MYC is an important transcription factor in stem cells, and both RT-PCR and western blotting assays were used to detect the effect of let-7 and MYC on the expression of stem cell markers CD44, ALDH1 and OCT4. The expression of CD44, ALDH1, and OCT4 in PC9/GR cells increased compared with PC9 cells (Fig. 4G). In PC9/GR cells, upregulation of let-7 or transfection with si-MYC decreased CD44, ALDH1, and OCT4 expression, and transfection with MYC plasmid inhibited the reducing effect of let-7 upregulation on CD44, ALDH1 and OCT4 expression (Fig. 4G). In PC9 cells, downregulation of let-7 or transfection with MYC plasmid increased CD44, ALDH1 and OCT4 expression, and transfection with si-MYC inhibited the promoting effect of let-7 downregulation on CD44, ALDH1 and OCT4 expression (Fig. 4G). Using another NSCLC cell line, HCC827, the effects of let-7 on stemness maintenance were also observed (Fig. 4H). Therefore, these findings indicated that let-7 regulated self-renewal by targeting MYC essential for stemness maintenance.

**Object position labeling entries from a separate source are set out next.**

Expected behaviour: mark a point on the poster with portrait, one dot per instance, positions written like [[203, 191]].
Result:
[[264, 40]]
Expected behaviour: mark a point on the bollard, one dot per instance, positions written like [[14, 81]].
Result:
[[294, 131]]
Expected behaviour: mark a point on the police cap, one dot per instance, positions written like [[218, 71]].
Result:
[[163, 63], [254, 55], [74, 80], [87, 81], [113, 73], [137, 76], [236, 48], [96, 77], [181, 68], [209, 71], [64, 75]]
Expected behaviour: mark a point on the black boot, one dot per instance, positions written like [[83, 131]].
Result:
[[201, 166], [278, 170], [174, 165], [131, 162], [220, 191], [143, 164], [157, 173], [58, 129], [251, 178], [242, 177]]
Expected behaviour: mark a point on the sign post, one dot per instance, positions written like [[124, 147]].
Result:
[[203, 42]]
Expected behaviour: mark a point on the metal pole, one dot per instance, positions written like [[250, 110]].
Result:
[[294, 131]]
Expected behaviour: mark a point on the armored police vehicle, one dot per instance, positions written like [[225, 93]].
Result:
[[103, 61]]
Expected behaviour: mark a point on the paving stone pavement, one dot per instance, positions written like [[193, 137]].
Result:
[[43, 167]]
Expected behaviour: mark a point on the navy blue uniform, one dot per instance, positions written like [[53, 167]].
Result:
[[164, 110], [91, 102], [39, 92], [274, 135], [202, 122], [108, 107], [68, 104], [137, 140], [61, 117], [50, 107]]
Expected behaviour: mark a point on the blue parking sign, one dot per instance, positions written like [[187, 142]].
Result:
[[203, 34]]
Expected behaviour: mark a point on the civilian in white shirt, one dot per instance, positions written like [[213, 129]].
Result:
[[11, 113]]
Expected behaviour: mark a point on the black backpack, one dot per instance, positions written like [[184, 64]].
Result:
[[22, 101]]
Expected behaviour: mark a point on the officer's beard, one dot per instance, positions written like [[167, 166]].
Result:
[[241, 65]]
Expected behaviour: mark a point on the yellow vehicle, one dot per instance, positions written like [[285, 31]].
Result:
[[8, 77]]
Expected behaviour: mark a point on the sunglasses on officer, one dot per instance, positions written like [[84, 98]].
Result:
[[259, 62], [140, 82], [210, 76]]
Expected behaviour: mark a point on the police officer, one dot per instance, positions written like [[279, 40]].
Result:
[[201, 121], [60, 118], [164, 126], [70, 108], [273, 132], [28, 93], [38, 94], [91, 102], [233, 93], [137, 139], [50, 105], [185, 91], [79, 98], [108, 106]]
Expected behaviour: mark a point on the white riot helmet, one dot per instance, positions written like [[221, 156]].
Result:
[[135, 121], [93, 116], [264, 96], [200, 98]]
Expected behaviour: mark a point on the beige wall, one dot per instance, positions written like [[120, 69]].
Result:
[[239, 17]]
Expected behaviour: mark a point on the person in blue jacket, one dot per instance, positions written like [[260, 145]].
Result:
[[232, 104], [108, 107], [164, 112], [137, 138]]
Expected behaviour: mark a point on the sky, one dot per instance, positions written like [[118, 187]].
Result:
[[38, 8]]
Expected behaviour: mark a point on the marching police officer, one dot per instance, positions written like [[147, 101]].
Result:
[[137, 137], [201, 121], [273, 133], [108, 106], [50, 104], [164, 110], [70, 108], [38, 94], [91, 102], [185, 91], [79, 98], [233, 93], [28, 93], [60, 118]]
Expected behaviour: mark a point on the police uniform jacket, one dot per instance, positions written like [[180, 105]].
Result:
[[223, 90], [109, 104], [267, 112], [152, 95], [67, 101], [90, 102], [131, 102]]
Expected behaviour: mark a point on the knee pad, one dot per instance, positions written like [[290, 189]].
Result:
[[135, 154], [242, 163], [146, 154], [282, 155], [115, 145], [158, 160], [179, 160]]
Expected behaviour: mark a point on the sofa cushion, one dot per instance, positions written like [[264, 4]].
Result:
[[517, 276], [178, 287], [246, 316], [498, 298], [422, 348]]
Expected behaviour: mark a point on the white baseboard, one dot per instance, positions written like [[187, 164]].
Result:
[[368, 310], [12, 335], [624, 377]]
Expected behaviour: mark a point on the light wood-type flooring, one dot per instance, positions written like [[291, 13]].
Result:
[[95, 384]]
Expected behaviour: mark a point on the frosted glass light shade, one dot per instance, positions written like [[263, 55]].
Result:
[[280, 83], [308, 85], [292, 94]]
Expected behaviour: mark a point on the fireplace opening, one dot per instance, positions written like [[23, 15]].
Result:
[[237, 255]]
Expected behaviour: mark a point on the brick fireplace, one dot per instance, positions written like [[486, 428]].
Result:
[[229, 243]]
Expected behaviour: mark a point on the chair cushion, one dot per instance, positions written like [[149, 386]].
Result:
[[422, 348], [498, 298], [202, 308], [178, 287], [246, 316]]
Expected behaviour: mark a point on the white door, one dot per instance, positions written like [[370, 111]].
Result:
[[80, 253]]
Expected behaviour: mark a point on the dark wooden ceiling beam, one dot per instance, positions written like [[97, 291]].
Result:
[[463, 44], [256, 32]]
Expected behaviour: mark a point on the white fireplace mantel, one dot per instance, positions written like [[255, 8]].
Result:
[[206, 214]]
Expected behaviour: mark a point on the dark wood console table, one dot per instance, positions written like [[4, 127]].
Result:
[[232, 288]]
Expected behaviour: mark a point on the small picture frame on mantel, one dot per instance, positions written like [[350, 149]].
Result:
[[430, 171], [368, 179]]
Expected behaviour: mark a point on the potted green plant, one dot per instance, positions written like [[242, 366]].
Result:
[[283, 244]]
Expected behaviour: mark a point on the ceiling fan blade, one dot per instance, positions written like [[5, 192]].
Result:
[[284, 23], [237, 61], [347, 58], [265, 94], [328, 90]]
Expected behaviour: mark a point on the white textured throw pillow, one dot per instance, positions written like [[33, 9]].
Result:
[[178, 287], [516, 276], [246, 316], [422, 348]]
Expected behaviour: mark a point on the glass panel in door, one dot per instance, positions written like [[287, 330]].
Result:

The TargetScan prediction system and dual-luciferase reporter assay were used determine whether miR-17 binds to the 3′-UTR of CDKN1A (Fig. 5A). It was revealed that CDKN1A was lower in PC9/GR cells compared with PC9 cells, and downregulation of miR-17 increased CDKN1A expression in PC9/GR cells and upregulation of miR-17 decreased CDKN1A expression in PC9 cells (Fig. 5B and C). Moreover, we used overexpression plasmids and siRNA to determine the influence of CDKN1A on gefitinib resistance (Fig. 5D). In PC9/GR cells, transfection with CDKN1A plasmids decreased gefitinib resistance and microsphere formation capacity, and transfection with si-CDKN1A inhibited the reducing effect of miR-17 downregulation on gefitinib resistance and microsphere formation capacity; in PC9 cells, transfection with si-CDKN1A increased gefitinib resistance and microsphere formation capacity, and transfection with CDKN1A plasmid inhibited the promoting effect of miR-17 upregulation on gefitinib resistance and microsphere formation capacity (Fig. 5E and F). These results indicated that miR-17 influenced gefitinib resistance and self-renewal capacity by directly regulating CDKN1A in NSCLC cells.

CDKN1A is a cyclin-dependent kinase inhibitor, and flow cytometric assays were used to determine the effect of miR-17 and CDKN1A on the cell cycle. It was found that the G2/M phase increased and the G1 phase decreased in PC9/GR cells compared with PC9 cells (Fig. 5G). In PC9/GR cells, downregulation of miR-17 or transfection with CDKN1A plasmid decreased the G2/M phase and increased the G1 phase, and transfection with si-CDKN1A inhibited the reducing effect of miR-17 downregulation on the increased G2/M phase (Fig. 5G). In PC9 cells, upregulation of miR-17 or transfection with si-CDKN1A increased the G2/M phase and decreased the G1 phase, and transfection with CDKN1A plasmid inhibited the promoting effect of upregulation of let-7 on the decreased G2/M phase (Fig. 5G). Using another NSCLC cell line, HCC827, the effects of miR-17 on the cell cycle were also observed (Fig. 5H). Therefore, these findings indicated that miR-17 regulated self-renewal by targeting CDKN1A.